En m’installant au clavier, ce soir, j’avais l’impression de ne pas avoir écrit depuis une éternité. Jetant un coup d’œil rapide à la date affichée sur la page d’accueil de ce blog, je me suis dit que 3 semaines, ça n’était pas si éloigné que ça et qu’il faut toujours que j’exagère. Et puis j’ai compris qu’il s’agissait vraiment de la dernière fois où j’avais tenté d’aligner quelques pensées. En ligne comme hors ligne. Rien dans le carnet papier. Pas même une note. Le sentiment d’avoir loupé une éternité m’est alors revenu et m’a paru plus adapté. Il en est de même pour les lectures, d’ailleurs. Apparemment, pour une raison que je n’identifie pas encore, je me suis comme arrêté au tout début septembre.

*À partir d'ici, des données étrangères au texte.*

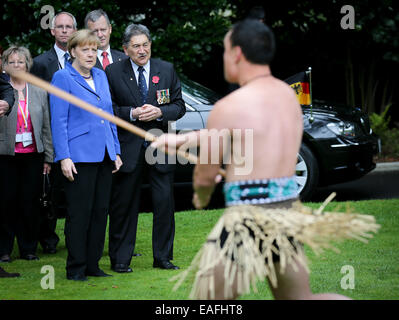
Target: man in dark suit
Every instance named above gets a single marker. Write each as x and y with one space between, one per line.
6 101
98 22
44 66
146 92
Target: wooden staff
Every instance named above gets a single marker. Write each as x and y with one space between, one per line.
90 108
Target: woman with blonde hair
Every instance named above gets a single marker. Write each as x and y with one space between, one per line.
88 149
26 153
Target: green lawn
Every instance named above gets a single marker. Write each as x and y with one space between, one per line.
376 264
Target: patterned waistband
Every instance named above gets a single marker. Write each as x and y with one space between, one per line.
260 191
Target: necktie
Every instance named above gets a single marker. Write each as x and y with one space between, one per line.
142 85
105 59
66 58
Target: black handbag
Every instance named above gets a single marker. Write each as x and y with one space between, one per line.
46 204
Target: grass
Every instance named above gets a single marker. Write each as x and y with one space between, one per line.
375 264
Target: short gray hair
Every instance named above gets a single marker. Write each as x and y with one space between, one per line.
95 15
22 51
135 30
75 25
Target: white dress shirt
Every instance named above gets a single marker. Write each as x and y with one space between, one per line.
100 55
60 55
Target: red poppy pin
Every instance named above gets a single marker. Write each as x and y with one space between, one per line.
155 79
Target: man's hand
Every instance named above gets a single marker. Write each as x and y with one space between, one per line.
46 168
169 142
118 163
3 107
68 169
147 113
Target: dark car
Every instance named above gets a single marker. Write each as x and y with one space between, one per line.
338 144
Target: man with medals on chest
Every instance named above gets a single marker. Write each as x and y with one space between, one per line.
147 93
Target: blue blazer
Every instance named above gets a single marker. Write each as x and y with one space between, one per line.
79 134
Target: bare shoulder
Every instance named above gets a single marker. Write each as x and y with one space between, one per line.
224 111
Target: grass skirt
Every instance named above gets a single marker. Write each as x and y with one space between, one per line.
247 256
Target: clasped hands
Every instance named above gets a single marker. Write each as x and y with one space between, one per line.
147 112
68 167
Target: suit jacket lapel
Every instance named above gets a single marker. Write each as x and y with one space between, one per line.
153 87
131 82
79 79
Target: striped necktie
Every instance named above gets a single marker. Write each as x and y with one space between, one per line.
142 85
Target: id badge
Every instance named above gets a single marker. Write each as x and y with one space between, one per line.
27 136
27 139
18 137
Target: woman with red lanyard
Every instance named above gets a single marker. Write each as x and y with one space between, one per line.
26 152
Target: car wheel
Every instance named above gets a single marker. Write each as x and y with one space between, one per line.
307 173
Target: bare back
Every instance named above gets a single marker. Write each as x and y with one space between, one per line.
269 109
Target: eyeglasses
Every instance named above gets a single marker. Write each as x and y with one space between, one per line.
145 45
61 27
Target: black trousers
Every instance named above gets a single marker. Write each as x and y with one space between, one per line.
87 200
47 234
124 209
20 186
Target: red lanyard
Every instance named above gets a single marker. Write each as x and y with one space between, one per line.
23 113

En fait, j’ai traversé un gros trou d’air. Elle est sans doute là, l’explication. Un coup de moral en creux. Du cafard en barre. L’effet rentrée, peut-être. Ou plus simplement, le moment où on redescend un peu sur terre, qu’on ramasse ses affaires à droite à gauche pour en dresser des piles propres et classées, étiquetées. Qu’on remarque alors que la pile des emmerdes en est toujours au même point. Voire, que son sommet culmine désormais un peu plus haut encore. Admettre que de s’y attaquer ne sera que plus périlleux. Être convaincu que ne rien y faire m’enverrait droit dans un mur qui ne me plaît guère. Alors j’ai endossé le costume de cet autre type. Celui qui compte, qui tranche, qui négocie et qui gère. Celui qui ne rêve pas et ne fait pas rêver.

Depuis, la pile d’emmerdes n’a que guère diminué. Mais un peu, tout de même. Surtout, elle est plus stable et semble sous contrôle. Jusqu’au prochain coup dur, sans doute. Mais le gestionnaire fait de son mieux pour les éviter, ceux-là, tout en sachant que limiter les imprévus ne signifie pas que l’on est à l’abri de l’imprévisible. Je me dis parfois que j’ai dû être un sacré con dans mes vies antérieures, plus encore que dans celle-ci, pour avoir un karma aussi foireux. Pensée qui s’envole rapidement, avec tant d’autres choses plus prosaïques en tête. C’est étonnant comme je me refuse à philosopher dans des situations qui le mériteraient. Tactique d’évitement ? Conditionnement pour bien rester dans le rang ? Bah ! On s’en fout bien, dans le fond. Poursuivons notre petit bonhomme de chemin social, mécaniquement. Marchons droit. Marchons utile.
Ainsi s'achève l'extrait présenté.